Question 8 explicitly states that the pill contains “Arnica Montana 30C”. Only someone with a good understanding of the nonsensical production methods of homeopathy would appreciate that this means that the pill does not contain any Arnica (it has all been diluted away). What would the average customer on the street conclude? In the original hearing, Professor Woods states that the labeling is designed for people who believe in homeopathy,
To begin with the fact that this is a homeopathic remedy, we are making provision for a group of people who believe in homeopathic remedies and, therefore, the first thing to establish is that this particular remedy is recognised by homeopathic practitioners as a homeopathic remedy. That is the essence of what we are trying to prove.

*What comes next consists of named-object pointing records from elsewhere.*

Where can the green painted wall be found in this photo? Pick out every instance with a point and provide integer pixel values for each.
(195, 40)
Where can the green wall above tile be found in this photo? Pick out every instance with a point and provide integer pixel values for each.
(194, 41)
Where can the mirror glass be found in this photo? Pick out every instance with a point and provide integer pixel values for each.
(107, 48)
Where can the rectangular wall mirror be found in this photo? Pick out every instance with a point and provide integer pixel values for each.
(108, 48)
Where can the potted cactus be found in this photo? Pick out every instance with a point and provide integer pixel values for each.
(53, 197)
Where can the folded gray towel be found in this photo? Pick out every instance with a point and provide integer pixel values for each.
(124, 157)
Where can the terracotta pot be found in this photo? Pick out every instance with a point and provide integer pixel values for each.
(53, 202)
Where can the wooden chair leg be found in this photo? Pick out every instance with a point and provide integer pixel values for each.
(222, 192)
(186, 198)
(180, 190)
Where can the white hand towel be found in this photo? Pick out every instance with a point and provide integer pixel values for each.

This is simple nonsense, as the products are likely to end up on the shelves of Boots where people may simply misread ‘homeopathic’ as ‘natural’ rather than ‘batshit magic pseudo-medicine’, the wording that ought to be on the label.
The MHRA appear to completely miss the point over homeopathy. As I have written before, they fail twice over. Firstly, they endorse misleading labels on homeopathic products and fail in their primary mission to “ensure that medicines and medical devices work.” Secondly, they appear to be blind to the blatant abuses that do go on in the creation of homeopathic medicines where claims are made explicitly and implicitly without even seeking MHRA approval.
The mistake that all regulatory efforts from this government has made is to attempt to regulate alternative medicines as if they were medicines. They are not: they are pseudo-medicines and need a different style of thinking. Trading Standards should take a more leading role in prosecuting misleading claims as they would with any other consumer product. The MHRA need to stop feeling they need to treat homeopathy as if it were medicine and give special dispensations in the claims that they can make. As with any other medicine, homeopathy should only be allowed to make claims if they can back them up with sound evidence.
I understand that there are some efforts within the MHRA to look into the issues I have raised with them. It has been several months since I last heard from the investigating officer involved. My first enquiry took 17 months for a response. In the meantime, I hope the the upcoming publication of the House of Commons Evidence Check report into homeopathy will be severely critical of them for presiding over a regulatory regime that endorses the homeopathic trade in misleading the public.